Digby Tatham-Warter led a bayonet charge during the Battle of Arnhem sporting a bowler hat and an umbrella. Nell Allgrove and other captured Australian nurses survived on two ounces of rice a day in Japanese camps in Sumatra. Charles Fraser-Smith sent golf balls with compasses inside and other gadgets to British prisoners in Germany, an effort so successful that he became the model for “Q” in the James Bond books.

The stories of these and other extraordinary men and women appear in The Daily Telegraph Second Book of Obituaries: Heroes and Adventures (Macmillan, 1993), edited by Hugh Massingberd, the second volume in a series from the British newspaper.
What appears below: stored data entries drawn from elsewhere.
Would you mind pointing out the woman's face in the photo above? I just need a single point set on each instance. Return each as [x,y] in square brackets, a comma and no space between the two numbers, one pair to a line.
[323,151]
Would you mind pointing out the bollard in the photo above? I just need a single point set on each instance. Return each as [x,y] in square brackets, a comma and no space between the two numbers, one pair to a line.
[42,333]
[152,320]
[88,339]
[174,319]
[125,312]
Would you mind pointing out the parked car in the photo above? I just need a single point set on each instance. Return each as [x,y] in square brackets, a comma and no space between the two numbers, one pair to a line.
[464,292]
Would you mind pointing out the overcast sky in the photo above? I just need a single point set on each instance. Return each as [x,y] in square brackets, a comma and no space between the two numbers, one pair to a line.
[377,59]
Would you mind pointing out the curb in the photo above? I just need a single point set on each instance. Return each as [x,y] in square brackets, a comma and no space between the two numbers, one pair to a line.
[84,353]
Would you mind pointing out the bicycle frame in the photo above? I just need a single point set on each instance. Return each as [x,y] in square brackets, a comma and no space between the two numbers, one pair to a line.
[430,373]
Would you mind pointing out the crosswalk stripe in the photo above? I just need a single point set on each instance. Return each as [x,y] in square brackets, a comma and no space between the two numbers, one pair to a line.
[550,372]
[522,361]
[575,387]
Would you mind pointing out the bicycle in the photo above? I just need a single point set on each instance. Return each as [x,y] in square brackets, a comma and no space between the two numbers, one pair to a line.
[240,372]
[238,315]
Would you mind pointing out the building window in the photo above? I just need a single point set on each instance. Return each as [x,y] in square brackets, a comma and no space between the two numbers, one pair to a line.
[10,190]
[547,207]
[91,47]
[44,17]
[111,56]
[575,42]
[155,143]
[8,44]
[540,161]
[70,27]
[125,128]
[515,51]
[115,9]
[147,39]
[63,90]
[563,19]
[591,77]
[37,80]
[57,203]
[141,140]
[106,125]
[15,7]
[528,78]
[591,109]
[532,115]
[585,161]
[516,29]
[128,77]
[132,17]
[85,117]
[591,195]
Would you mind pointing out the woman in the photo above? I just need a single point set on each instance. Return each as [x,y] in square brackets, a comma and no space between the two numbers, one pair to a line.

Most of the subjects of this book were British or Commonwealth soldiers, sailors, aviators, spies, or nurses, though some never wore a uniform. And their stories show why military-obituary writers at the Telegraph are seen as five-star generals of a vanishing art. Written with verve and candor, the pieces in this book reflect a deep sympathy for both the courage and the eccentricities of their subjects. Few American newspapers would have the wit to begin an obituary like this: “Major General Micky Whistler, who has died aged 83, had a career of remarkable variety in which his cheerful disrespect for pompous and hidebound senior officers brought numerous reprimands, but did much to improve the efficiency and morale of his men.”